Page 4/7: Topic B: From control to contracting

Topic B: From control to contracting

What is especially required in puberty is a caregiver behaviour that is a balance between containing (not being provoked, but being kind, matter of fact and very practical) and firm. You can make very clear to yourself as staff which demands can be negotiated, and which demands or house rules that are not for discussion. This is important to know when your limits are tested. Teenagers naturally test your limits, so to yourself they should be clear.
A useful rule is: always talk to the adult side of the teenager – no matter how childish you may think he or she behaves.

The roles “we are your caregivers and you are the child” dissolve, so it is necessary to find other ways of cooperating.
It can be a good idea to use “contracting”.

For example: “You are growing up and you have become more competent. That means that you will have some duties in the house in exchange for certain rights and some pocket money. We want to make a contract with you stating what you have to do every day, how long you can stay out with friends, and what you get from us such as areas where we will let you decide yourself without arguing about your decisions. In that contract we should also talk about what we as staff group should do if you or we do not fulfil what we agreed on. So let’s start writing it together – do you have any suggestions for what we shall agree on – what is important for you?

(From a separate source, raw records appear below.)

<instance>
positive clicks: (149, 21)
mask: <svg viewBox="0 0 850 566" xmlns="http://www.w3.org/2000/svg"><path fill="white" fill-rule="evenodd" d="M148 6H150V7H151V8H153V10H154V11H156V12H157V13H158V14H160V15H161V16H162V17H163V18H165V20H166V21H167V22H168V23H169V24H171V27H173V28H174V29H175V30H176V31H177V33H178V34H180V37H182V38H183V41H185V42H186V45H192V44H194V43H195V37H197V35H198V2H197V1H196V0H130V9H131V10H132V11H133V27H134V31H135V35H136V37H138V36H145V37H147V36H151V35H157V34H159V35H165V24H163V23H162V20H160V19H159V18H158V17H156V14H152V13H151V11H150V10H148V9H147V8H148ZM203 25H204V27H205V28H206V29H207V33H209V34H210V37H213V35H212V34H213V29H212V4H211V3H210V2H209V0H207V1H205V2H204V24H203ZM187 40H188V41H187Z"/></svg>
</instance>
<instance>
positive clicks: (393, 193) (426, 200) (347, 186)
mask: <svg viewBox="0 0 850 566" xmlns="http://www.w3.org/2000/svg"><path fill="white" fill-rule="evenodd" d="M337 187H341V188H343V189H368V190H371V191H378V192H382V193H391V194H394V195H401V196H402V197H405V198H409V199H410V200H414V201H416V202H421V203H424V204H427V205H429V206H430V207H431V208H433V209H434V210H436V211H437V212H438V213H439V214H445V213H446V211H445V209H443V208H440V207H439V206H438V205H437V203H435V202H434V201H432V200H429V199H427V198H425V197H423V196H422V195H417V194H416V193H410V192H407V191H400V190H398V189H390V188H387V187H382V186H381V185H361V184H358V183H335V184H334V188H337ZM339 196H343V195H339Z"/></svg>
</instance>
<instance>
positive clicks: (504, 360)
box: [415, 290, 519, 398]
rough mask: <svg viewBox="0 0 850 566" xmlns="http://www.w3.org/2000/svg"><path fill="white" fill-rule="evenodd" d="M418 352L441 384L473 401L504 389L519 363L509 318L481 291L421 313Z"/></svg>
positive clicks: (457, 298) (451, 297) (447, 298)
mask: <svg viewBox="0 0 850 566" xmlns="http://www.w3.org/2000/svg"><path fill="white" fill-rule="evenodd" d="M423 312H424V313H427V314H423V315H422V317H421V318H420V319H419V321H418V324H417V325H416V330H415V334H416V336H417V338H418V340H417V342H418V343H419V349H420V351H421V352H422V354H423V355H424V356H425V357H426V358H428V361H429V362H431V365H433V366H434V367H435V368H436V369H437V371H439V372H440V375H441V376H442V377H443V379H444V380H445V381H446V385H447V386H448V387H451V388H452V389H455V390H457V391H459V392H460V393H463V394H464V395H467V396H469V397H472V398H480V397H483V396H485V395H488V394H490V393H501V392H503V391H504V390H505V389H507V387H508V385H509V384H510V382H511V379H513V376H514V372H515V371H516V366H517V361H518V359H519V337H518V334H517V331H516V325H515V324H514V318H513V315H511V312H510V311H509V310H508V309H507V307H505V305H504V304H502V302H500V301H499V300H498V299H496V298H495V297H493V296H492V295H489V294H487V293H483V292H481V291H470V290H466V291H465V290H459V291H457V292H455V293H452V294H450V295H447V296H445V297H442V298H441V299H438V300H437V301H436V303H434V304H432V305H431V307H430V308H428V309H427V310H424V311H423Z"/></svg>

This process can also be planned as a negotiating process and dialogue between the teenage group and the staff group. You can for example ask every Monday what wishes the teenagers have for activities during the week, and you can make some of them “co-staff” with some responsibility for the arrangements and the social climate of the activity.

The importance and attitudes of the peer group (friends, classmates) will often become more important than what you think as staff group. This should generally be accepted, so your role as a staff member should be “one who listens and talks” about the young person’s challenges in relations with peers. You don’t have to suggest solutions always, the dialogue itself and an accepting attitude can be of great help.
One young person remembered a caregiver like this: “I could always talk to him about anything, and he just listened to me and never blamed me“.